Ali Mohamed Daoud, also known as Jean-Marie (born 28 August 1950, dead 2 April 2026 in Djibouti), is a Djiboutian politician and the President of the Front for the Restoration of Unity and Democracy (FRUD). He is currently a member of the National Assembly of Djibouti.
==Life and career==
Daoud is a member of the Afar ethnic group. FRUD, fighting on behalf of Afar interests, began a rebellion against the Issa-dominated government in 1991. Daoud led the moderate faction of FRUD in signing a peace agreement with the government in December 1994. As a result of the agreement, he joined the government (together with one other FRUD member, Secretary-General Ougouré Kiflé Ahmed) as Minister of Public Health and Social Affairs on 8 June 1995. Daoud's faction of FRUD also allied with the governing People's Rally for Progress (RPP). On 15-16 April 1997, FRUD held its First Congress; Daoud, who was already FRUD President, remained in that position at the congress. Daoud was elected to the National Assembly in the December 1997 parliamentary election as the first candidate on the joint candidate list of the RPP and FRUD for Tadjourah Region.

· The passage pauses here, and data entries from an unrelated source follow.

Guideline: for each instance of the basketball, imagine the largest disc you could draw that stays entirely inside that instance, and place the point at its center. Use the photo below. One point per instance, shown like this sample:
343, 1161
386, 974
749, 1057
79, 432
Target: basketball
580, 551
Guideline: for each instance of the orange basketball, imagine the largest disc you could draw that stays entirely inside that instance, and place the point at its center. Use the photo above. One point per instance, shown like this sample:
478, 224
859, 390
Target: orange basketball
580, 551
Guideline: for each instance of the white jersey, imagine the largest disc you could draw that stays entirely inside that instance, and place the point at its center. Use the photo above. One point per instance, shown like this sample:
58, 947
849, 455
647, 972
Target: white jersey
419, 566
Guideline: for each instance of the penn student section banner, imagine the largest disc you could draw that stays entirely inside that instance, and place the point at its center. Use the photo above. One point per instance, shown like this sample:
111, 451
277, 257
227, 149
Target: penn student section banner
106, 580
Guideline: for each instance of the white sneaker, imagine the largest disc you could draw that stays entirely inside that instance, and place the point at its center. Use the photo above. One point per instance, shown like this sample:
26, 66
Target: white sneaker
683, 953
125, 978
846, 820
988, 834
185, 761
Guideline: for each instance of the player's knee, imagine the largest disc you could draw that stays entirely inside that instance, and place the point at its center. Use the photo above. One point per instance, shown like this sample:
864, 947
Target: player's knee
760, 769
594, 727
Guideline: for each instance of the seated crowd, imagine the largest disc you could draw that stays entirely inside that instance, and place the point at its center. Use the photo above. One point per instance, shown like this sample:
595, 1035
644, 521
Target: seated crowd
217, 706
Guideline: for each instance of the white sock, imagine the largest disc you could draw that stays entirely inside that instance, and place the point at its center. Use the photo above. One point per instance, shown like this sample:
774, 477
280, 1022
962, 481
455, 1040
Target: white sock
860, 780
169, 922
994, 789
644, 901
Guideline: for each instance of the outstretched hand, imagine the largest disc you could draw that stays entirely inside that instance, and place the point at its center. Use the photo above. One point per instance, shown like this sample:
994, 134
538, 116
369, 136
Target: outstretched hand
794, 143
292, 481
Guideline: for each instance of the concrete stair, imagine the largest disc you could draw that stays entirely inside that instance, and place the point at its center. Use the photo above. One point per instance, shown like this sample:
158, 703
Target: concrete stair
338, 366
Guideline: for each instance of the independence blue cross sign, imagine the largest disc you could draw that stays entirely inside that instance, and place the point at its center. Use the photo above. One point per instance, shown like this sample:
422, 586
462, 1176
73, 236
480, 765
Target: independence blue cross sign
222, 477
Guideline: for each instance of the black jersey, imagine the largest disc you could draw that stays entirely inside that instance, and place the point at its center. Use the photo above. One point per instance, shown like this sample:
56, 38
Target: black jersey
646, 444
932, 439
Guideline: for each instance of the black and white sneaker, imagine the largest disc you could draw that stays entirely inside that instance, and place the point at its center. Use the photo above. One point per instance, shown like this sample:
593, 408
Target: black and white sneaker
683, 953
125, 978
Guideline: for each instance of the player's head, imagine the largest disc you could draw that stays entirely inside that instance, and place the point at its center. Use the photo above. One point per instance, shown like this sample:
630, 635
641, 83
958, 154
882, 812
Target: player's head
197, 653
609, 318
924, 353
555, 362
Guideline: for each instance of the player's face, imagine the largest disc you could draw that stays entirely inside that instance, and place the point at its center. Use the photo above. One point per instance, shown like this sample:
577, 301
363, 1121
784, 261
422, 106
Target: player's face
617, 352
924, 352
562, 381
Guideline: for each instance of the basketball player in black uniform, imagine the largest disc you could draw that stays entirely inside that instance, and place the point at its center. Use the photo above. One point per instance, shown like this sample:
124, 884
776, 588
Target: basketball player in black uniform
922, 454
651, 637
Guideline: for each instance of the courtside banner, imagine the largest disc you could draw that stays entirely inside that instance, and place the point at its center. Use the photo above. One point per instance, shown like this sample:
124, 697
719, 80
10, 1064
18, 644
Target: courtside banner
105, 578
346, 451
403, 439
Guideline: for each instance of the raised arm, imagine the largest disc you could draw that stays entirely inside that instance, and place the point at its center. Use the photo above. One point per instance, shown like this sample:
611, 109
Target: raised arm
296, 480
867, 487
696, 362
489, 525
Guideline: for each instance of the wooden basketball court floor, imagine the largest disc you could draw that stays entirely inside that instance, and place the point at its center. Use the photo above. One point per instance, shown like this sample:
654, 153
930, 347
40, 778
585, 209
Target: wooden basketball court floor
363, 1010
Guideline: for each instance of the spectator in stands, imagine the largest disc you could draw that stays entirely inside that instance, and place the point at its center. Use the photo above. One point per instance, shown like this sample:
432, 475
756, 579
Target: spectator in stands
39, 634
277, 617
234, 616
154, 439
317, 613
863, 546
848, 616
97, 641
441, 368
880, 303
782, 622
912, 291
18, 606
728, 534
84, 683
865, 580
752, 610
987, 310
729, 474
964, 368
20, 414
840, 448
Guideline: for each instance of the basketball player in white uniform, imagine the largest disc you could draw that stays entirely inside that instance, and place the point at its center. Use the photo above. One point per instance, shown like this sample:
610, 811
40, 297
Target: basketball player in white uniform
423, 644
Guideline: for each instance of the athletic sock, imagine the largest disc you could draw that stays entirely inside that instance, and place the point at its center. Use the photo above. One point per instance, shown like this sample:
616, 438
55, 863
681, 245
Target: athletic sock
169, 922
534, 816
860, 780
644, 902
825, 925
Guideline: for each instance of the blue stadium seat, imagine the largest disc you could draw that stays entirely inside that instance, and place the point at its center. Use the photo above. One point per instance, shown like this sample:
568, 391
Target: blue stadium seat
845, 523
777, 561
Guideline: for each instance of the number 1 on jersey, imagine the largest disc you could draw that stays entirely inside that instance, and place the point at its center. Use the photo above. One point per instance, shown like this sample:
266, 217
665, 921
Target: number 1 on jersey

Daoud was moved from his post as Minister of Public Health and Social Affairs to that of Minister of Agriculture, Animal Husbandry, and the Sea on 12 May 1999; he was also assigned responsibility for hydraulic resources. After holding that post for two years, he was omitted from the government that was appointed on 4 July 2001. FRUD held its Second Ordinary Congress on 28-29 April 2002, and Daoud was re-elected as FRUD President.

Daoud was re-elected in the January 2003 parliamentary election as the first candidate on the candidate list of the ruling coalition, the Union for a Presidential Majority (UMP), in Tadjourah Region. In this election, the other, more radical wing of FRUD, led by Ahmed Dini Ahmed, participated in the election as part of the opposition; Daoud criticized Ahmed as a "perpetual loser".

President Ismail Omar Guelleh awarded the medal of the Commander of the Great Star of Djibouti to Daoud and Ougouré Kiflé Ahmed during independence day celebrations on 27 June 2004. At FRUD's Third Congress, held on 30-31 May 2007, Daoud was re-elected as President of FRUD by acclamation, without opposition. He was again re-elected to the National Assembly in the February 2008 parliamentary election as the second candidate on the UMP's candidate list for the city of Djibouti.